As an example this is a useful model for repeating. More to learn here but this is curious.

Background

On Sunday, February 25, 2013, the White House released documents detailing the projected costs to states of the upcoming sequester. Several news outlets carried the story - see this Washington Post article. However, only the Huffington Post had links to each individual state document.

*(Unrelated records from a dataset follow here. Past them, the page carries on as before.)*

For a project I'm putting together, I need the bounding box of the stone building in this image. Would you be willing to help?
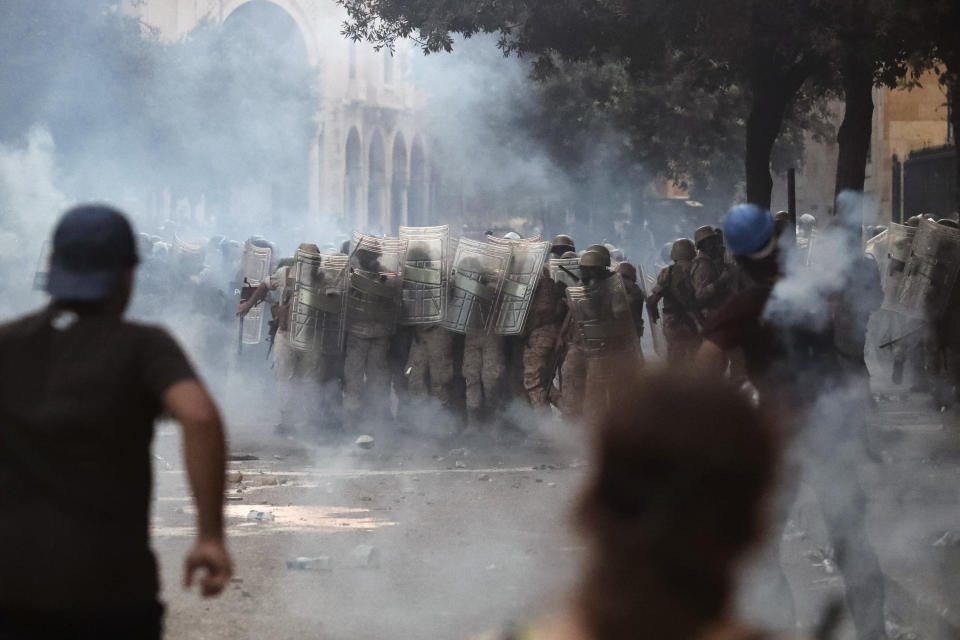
[773,70,952,224]
[130,0,434,235]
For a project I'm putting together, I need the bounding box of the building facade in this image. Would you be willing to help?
[130,0,433,235]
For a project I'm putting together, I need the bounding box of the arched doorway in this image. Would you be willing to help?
[390,134,407,233]
[408,138,428,227]
[220,1,313,229]
[367,131,387,233]
[344,127,362,227]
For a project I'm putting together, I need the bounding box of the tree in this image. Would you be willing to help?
[340,0,836,209]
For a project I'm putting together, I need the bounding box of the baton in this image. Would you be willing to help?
[558,265,580,283]
[879,325,924,349]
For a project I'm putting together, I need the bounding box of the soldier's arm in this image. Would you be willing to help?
[692,261,722,306]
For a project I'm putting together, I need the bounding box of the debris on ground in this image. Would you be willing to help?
[226,471,243,483]
[478,473,491,482]
[348,545,380,569]
[246,510,275,522]
[286,556,332,571]
[546,482,557,487]
[228,454,259,461]
[226,495,244,502]
[454,461,467,469]
[448,448,469,458]
[804,546,836,574]
[355,435,375,450]
[932,530,960,547]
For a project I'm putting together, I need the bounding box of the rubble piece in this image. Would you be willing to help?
[246,510,275,522]
[226,495,244,502]
[228,454,259,461]
[226,471,243,483]
[448,448,469,458]
[257,476,279,486]
[932,531,960,547]
[546,482,557,487]
[478,474,491,482]
[286,556,332,571]
[348,544,380,569]
[454,461,466,469]
[355,435,375,450]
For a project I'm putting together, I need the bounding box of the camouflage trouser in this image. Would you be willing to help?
[343,333,390,421]
[663,315,701,366]
[273,330,324,427]
[406,325,455,405]
[559,341,586,418]
[523,323,560,408]
[462,333,505,413]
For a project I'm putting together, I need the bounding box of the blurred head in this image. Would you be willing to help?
[576,371,779,640]
[46,204,140,313]
[670,238,696,262]
[614,262,637,284]
[580,249,611,285]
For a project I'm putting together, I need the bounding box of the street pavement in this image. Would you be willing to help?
[151,391,959,640]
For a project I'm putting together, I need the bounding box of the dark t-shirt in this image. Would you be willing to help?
[0,307,195,611]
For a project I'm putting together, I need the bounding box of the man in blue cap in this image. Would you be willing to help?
[697,204,887,640]
[0,204,232,638]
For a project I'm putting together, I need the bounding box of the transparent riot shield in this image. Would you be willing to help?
[549,256,581,287]
[398,225,448,325]
[32,241,52,291]
[889,219,960,320]
[640,266,666,359]
[494,241,549,335]
[880,223,917,312]
[346,233,408,338]
[442,238,510,335]
[566,274,642,361]
[289,249,348,354]
[239,240,273,345]
[864,227,888,283]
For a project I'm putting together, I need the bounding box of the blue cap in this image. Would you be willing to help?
[46,204,139,301]
[723,204,776,258]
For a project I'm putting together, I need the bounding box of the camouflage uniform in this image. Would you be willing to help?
[647,260,701,365]
[343,332,391,421]
[522,267,565,408]
[462,333,506,423]
[691,253,730,322]
[406,325,455,406]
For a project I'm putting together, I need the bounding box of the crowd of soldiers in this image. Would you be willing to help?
[225,227,652,438]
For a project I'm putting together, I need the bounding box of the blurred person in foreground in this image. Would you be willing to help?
[697,204,886,640]
[0,205,231,639]
[478,371,781,640]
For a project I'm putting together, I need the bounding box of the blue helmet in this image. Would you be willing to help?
[723,204,776,258]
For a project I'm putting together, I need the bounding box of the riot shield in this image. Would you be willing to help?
[494,241,549,335]
[346,233,408,338]
[289,249,348,354]
[864,227,888,282]
[640,266,666,359]
[550,256,581,287]
[888,218,960,320]
[880,223,918,313]
[173,235,205,273]
[239,240,273,345]
[486,233,543,246]
[32,241,52,291]
[398,225,448,325]
[442,238,510,335]
[566,274,642,362]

Surprised at how these documents had real data, but were presented in pdfs, a colleague, @LearonDalby, and I were discussing how this data could be much better presented. We decided late Sunday night to enter the data into a machine readable format and begin a small project for visualizing the data.

How We Did It

We began by first looking at each of the pdfs for a repeatable pattern in the data. We decided to enter the data into a Google Spreadsheet. My colleague began reading these numbers as I typed them into the Google Spreadsheet. We listed each state in the first column, and then added columns for each of the areas listed in the pdfs (e.g. Teachers and Schools, Clean Air and Water, Public Health, etc).

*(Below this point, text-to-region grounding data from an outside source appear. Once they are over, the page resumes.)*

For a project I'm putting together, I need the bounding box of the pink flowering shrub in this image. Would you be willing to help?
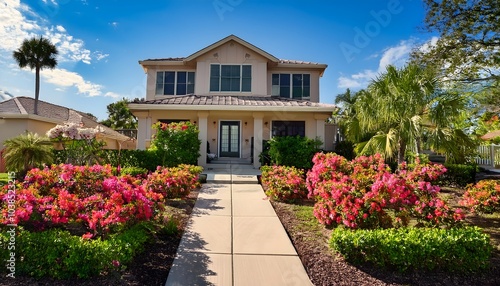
[261,165,307,202]
[460,180,500,214]
[144,164,202,199]
[306,153,464,229]
[0,163,201,237]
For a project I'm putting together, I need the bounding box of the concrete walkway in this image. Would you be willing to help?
[165,165,312,286]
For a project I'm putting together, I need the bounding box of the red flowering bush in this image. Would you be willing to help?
[144,164,202,199]
[306,153,464,229]
[261,165,307,202]
[460,179,500,214]
[0,163,201,237]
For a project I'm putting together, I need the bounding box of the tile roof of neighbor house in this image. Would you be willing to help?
[0,96,132,141]
[131,95,336,109]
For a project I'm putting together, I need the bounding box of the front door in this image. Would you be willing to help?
[220,121,240,157]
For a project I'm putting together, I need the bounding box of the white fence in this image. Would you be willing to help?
[476,144,500,168]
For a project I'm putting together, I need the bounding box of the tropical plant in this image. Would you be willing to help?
[12,36,58,115]
[3,132,53,174]
[350,64,476,164]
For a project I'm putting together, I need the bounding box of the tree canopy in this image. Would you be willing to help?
[13,36,58,115]
[414,0,499,84]
[100,98,138,130]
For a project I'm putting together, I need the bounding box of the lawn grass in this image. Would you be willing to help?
[0,173,9,185]
[290,203,330,241]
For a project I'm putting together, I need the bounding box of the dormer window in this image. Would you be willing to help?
[210,64,252,92]
[272,74,310,99]
[156,71,195,95]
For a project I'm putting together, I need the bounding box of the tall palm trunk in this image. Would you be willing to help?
[398,138,406,164]
[35,65,40,115]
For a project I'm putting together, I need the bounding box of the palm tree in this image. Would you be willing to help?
[13,36,58,115]
[353,64,476,164]
[3,132,54,177]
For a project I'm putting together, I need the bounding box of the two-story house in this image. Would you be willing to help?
[129,35,337,168]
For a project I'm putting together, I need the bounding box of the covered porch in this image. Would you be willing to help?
[128,95,337,168]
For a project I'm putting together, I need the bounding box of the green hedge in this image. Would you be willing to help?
[437,164,477,187]
[268,136,322,170]
[54,149,162,171]
[0,223,151,279]
[330,226,492,272]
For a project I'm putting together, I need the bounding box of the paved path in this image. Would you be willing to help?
[165,166,312,286]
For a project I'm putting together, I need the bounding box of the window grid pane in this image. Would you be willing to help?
[221,125,229,152]
[210,65,220,91]
[230,125,239,152]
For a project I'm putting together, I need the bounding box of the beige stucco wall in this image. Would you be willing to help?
[0,118,53,149]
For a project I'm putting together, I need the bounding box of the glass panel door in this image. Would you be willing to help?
[220,121,240,157]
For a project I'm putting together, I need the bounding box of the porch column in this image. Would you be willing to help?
[197,111,209,167]
[135,111,150,150]
[253,112,265,168]
[314,114,329,150]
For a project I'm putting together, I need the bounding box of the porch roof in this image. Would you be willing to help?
[128,95,336,112]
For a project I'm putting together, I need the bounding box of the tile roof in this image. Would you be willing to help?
[278,59,324,65]
[132,95,335,108]
[0,97,132,141]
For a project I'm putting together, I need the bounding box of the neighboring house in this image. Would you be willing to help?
[0,96,136,171]
[129,35,337,168]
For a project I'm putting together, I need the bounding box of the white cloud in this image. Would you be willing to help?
[0,0,100,65]
[419,36,439,54]
[41,68,102,96]
[109,22,118,28]
[338,77,362,89]
[104,92,120,98]
[337,40,414,89]
[0,0,122,99]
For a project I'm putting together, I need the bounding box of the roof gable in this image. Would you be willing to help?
[184,35,279,63]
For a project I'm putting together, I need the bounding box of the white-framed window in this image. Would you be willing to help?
[272,74,310,99]
[210,64,251,92]
[156,71,195,95]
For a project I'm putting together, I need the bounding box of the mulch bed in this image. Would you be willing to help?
[0,190,198,286]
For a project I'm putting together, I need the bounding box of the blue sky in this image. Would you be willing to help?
[0,0,435,120]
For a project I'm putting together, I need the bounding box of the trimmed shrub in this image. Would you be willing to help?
[268,136,322,170]
[120,166,148,177]
[330,226,492,272]
[0,223,151,279]
[460,179,500,214]
[150,121,201,167]
[261,165,307,202]
[437,164,477,187]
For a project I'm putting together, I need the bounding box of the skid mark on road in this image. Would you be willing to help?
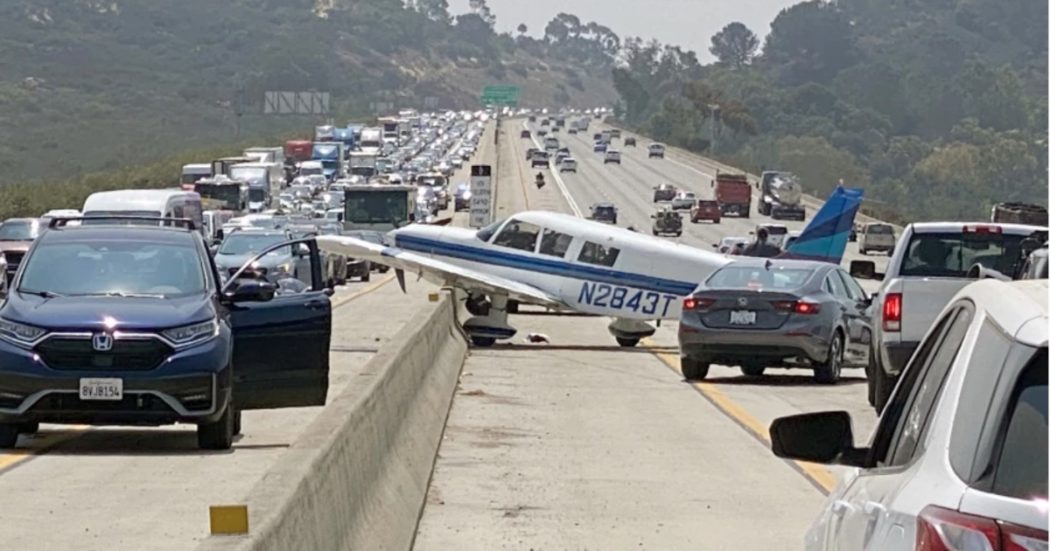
[645,340,837,495]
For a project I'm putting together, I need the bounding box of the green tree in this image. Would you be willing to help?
[709,22,759,68]
[762,1,858,84]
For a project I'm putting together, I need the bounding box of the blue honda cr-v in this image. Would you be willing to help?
[0,218,331,450]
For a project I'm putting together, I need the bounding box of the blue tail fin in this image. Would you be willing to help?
[778,186,864,265]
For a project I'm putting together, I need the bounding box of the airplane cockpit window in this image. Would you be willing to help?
[476,218,505,242]
[539,229,573,258]
[492,220,542,252]
[578,241,619,267]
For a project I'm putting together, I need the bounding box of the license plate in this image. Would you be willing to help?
[79,378,123,401]
[730,310,757,325]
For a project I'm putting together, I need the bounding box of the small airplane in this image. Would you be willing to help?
[319,186,863,347]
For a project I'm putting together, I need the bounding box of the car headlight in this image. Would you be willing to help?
[162,319,219,348]
[0,318,47,347]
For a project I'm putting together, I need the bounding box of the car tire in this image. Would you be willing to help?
[198,406,235,450]
[0,423,17,448]
[362,270,371,282]
[232,408,242,436]
[814,333,844,384]
[741,364,766,377]
[675,232,682,237]
[17,422,39,435]
[873,359,897,414]
[616,337,639,348]
[470,336,496,347]
[866,345,878,407]
[860,248,867,255]
[681,357,710,381]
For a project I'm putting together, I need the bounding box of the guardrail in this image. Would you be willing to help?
[198,290,467,551]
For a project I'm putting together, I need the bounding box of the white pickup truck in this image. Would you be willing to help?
[852,222,1047,412]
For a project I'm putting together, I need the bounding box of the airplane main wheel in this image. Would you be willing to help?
[615,337,639,347]
[471,336,496,347]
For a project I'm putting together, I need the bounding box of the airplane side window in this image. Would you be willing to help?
[492,220,541,252]
[539,229,573,258]
[578,241,620,267]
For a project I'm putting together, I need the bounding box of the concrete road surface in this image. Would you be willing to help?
[414,119,886,550]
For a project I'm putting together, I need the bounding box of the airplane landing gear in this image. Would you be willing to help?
[463,294,516,347]
[608,318,656,347]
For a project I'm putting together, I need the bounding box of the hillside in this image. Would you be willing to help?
[0,0,617,183]
[612,0,1048,222]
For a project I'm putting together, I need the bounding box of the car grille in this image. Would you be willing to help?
[4,250,24,274]
[36,337,173,371]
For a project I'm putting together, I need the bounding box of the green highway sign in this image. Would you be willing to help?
[480,85,520,107]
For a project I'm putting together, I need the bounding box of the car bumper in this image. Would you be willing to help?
[678,322,830,365]
[0,335,232,426]
[879,340,920,376]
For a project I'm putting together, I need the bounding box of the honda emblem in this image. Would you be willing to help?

When this was complete, I exported the data to this csv and read that into a PostgreSQL database. My intent was to make a geojson file of this data, so I joined the data to a table containing state centroids as point geometry and a common state name field in our table. I then used this sql script to export the data to geojson. I then created this gitrepo, turned the repo into a gh-pages branch and began committing these files.

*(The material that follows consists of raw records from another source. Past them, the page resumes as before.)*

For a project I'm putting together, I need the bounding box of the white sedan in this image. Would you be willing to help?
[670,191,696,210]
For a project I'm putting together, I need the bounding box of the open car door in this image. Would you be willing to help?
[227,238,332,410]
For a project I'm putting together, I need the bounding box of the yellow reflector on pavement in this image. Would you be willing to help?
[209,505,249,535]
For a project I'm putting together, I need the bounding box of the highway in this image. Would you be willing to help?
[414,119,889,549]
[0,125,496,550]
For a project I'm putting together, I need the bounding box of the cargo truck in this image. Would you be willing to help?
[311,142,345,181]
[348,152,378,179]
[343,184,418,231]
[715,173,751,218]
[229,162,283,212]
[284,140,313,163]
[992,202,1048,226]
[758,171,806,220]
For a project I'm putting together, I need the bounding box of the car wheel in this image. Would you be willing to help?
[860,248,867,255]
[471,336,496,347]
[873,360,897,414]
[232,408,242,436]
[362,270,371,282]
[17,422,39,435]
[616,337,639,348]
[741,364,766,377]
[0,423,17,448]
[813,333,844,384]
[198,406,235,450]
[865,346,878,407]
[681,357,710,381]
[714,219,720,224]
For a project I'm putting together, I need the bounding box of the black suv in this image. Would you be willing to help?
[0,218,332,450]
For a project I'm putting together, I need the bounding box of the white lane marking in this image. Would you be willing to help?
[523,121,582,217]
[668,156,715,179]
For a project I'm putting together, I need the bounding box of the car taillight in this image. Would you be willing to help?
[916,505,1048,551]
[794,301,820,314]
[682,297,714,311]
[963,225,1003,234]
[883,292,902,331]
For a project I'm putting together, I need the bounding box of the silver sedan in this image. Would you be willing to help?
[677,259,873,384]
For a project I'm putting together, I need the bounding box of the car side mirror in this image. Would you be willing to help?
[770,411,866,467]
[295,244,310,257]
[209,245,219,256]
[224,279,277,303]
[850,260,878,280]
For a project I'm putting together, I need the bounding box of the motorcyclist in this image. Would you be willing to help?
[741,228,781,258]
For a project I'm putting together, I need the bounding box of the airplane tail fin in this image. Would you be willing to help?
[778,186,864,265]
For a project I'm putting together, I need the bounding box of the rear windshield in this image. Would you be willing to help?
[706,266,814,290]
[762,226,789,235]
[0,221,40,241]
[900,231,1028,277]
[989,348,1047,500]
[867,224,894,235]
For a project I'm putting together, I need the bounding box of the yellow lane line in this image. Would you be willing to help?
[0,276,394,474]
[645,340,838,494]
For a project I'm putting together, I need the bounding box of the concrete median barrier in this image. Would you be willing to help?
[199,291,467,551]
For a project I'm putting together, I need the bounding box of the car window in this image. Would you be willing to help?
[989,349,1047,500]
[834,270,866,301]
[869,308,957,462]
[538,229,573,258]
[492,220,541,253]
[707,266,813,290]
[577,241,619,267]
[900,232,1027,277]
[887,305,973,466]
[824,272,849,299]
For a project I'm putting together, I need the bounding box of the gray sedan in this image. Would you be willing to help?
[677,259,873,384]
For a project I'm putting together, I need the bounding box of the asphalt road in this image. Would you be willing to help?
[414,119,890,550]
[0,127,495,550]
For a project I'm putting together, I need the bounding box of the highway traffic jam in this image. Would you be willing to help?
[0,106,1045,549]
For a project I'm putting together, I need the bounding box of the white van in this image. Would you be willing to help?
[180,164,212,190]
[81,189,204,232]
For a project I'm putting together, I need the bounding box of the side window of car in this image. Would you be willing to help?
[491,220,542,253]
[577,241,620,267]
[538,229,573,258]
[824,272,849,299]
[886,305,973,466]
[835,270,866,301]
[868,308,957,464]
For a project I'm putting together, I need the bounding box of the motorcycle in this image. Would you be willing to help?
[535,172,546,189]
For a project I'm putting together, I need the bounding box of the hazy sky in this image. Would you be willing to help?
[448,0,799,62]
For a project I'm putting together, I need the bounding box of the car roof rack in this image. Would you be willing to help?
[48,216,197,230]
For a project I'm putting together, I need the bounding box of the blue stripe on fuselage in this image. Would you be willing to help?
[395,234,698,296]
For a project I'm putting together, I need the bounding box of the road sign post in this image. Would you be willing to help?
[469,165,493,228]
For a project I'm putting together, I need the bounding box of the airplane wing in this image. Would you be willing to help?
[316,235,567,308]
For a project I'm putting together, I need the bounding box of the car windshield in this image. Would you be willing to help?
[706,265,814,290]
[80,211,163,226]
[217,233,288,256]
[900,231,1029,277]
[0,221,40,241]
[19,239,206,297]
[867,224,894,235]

I also engaged another colleague, @qinxiaoming, asking him what he could come up with. Completely on his own time he developed the above example in D3. In parallel I developed the above example in Mapbox.

Results

Data

Visualizations

Costs

Software

  • Storing the original data (Google Docs) - $0
  • Storing, formatting and joining geoData (PostGIS) - $0
  • Exporting to geojson (Postgres) - $0
  • Visualization with javascript (D3) - $0
  • Visualization with map cartography (TileMill) - $0
  • Versioning, governance, issue tracking, history, code sharing, collaboration and general awesomeness (GitHub) - $0

Hardware

  • Hosting map tiles (MapBox) - $0
  • Web hosting (GitHub) - $0

Total

  • $0 spent thanks to open source software and free web hosting

Conclusion

I think there is a repeatable process here that people should know about.